Of course, UV, for one - and the compatible-with-no-one-else iTunes, for another - already enable downloading, so you have to ask, is Phoenix really necessary?
Phoenix will only be a success if other storage and player makers - WD does both, for example - license the technology and build it into their kit. The Phoenix partners have formed a company, the Secure Content Storage Association (SCSA), to make the technology available to others. The SCSA will do so later this year, it said. ®
What is so special about HD content that it needs protecting? It's just a way to put a false value on something so the public buy into it. Why not protect colour or stereo sound? On that's right the boat has sailed.
And yet even more bollocks
There seems to be absolutely nothing in this for the consumer, and it is just more trouble. Why don't they realise that DRM only inconveniences the paying punter, while making the pirate's experience better by comparison.
In this particular case I wonder how one goes about backing up that ever-so-precious content to a NAS or new HDD, and how one recovers the data in the event of the HDD (and thus one presumes the encryption key) failing?

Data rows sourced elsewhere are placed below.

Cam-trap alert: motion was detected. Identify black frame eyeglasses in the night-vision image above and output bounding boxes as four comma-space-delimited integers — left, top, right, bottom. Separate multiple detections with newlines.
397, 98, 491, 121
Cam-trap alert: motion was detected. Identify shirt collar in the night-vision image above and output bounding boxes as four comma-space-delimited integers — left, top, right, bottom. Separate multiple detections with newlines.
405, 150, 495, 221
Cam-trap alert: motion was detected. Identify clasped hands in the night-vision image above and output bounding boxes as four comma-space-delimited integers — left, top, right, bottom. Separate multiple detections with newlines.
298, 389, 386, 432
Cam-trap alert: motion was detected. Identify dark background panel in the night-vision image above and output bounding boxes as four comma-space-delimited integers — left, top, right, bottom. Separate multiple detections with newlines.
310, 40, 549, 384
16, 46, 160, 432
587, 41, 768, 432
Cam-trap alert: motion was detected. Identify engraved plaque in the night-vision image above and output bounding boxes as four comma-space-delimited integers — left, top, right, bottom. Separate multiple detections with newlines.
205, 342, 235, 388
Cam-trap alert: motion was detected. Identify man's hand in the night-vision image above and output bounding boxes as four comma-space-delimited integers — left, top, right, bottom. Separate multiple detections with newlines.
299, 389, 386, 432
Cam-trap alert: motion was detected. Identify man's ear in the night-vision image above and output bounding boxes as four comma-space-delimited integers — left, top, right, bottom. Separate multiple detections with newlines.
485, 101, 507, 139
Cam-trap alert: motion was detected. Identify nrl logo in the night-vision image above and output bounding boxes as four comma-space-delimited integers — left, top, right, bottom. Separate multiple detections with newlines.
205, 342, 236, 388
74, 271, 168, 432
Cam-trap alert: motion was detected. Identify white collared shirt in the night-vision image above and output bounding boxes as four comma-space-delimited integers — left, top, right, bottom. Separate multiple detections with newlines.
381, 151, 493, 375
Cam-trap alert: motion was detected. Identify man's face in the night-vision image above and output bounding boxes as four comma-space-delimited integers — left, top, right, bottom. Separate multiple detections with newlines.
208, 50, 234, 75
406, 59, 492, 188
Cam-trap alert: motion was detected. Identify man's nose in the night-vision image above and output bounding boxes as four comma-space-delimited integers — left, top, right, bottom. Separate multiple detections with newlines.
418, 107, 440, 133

Or is that the scam, get punters on to an HDD-based key that fails at 1-3% per annum, and the roger the unfortunate ones that have it fail in the time scale where they wanted to 'own' the media?
And to answer the question about HD being precious - it isn't - it is just a new set of media & standards that the content industry believes it can DRM-encumber in ways that have failed for the original 'SD' of free-to-air TV and the weak CSS of DVDs.
"an easier and faster way to organise, store and move their HD digital movies and TV shows across multiple devices"
What...Easier copying than drag/drop
Faster copying than FTP/Samba/USB3/SATAxxx
Easier organisation than XBMC library
What they really mean is "way to copy files between (some supported) systems using a (proprietary) tool/technology that checks (slowly) for licence existence (and needs an internet connection) and then organises (completely messes up, a la iTunes) your media library".
Lets face it, even iTunes is pretty rubbish at all 3, and that doesn't even have DRM to worry about.
Remind me why we need this again...oh yeah. that s***ty DRM thing. Sorry I don't do DRM.
Death to DRM
1) New DRM scheme hits the market.
2) Within a month or two, new DRM scheme is cracked and no longer poses a problem to copyright infringers.
3) Paying customers continue to have headaches caused by the DRM for years. Their new videos won't play on their old devices, they risk loosing their video collection because the DRM prevents them from making easy backups, and thousands, if not milliions, will buy a new device only to get it home and find out it doesn't support the DRM in thier videos.
4) New DRM scheme hits the market because someone finally realized that the last one they reseased was cracked years ago.
5) Lather, rinse, repeat. Paying customers have to pay more to cover the cost of the DRM, those copying media before continue to do so with no problems, and companies waste time fighting a war they can never win.
Conclusion: DRM is a case of the cure being worse than the disease.
More companies to ignore whenever possible
Apple - iStore greed, patent nastiness.
Sony - George Hotz, !Linux on PS3 (didn't upgrade, still on mine)
Sandisk, WD - DRM suckup.
When I purchase equipment and entertainment media, I expect to own it.